He was arguably America’s greatest poet, a thickly bearded, 19th-century visionary who sought to express in verse the freedom and epic splendour of his emerging nation.
Even the most learned scholars of Walt Whitman’s writing did not realise until very recently was that he was also a men’s health journalist: in newspaper columns written more than 150 years ago he advised his readers to wear comfortable sports shoes as their regular footwear, to beware the dangers of inactivity stemming from a desk-bound life, to grow a beard — “a great sanitary protection to the throat” — and to adopt a diet based on meat “to the exclusion of all else” and low in sugar, foreshadowing the thinking of paleo-dieters today. “This is really a completely new work by Whitman,” David S Reynolds, the author of Walt Whitman’s America, told The New York Times.
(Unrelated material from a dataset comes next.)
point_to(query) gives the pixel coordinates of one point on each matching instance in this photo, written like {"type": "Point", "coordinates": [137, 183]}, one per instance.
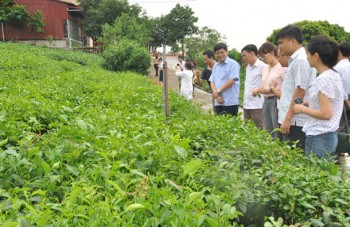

Whitman, who died aged 72, advocated “getting up early, having a walk, getting the benefit of fresh air and lots of moderate exercise,” said Professor Reynolds, from the City University of New York. The columns, recently rediscovered, were written under the pseudonym Mose Velsor for an obscure newspaper, the New York Atlas, while Whitman was working on the third edition of what would become his landmark work, Leaves of Grass.
They form a series called “Manly Health and Training” and run to nearly 47,000 words but were lost until a graduate student at the University of Houston spotted a passing reference in an 1858 edition of another New York newspaper. Zachary Turpin tracked down microfilm editions of New York Atlas. “It took about 24 hours for it to sink in,” he said. The collection has since been published online by the Walt Whitman Quarterly Review.
Mr Turpin wrote in an introduction that Whitman, who left school at 11 and was gay, ranged across a vast range of topics, “not only diet and exercise, but also physical beauty, manly comradeship, sex and reproduction, socialisation, race, eugenics, war, climate, longevity, bathing, prizefighting, gymnastics, baseball, footwear, facial hair, depression, alcohol, and prostitution.
“It is an eyebrow-raising document at times . . . his primary claims tilt from visionary to reactionary, commonsensical to nonsensical, egalitarian to racist, pacific to bloodthirsty — and back again.”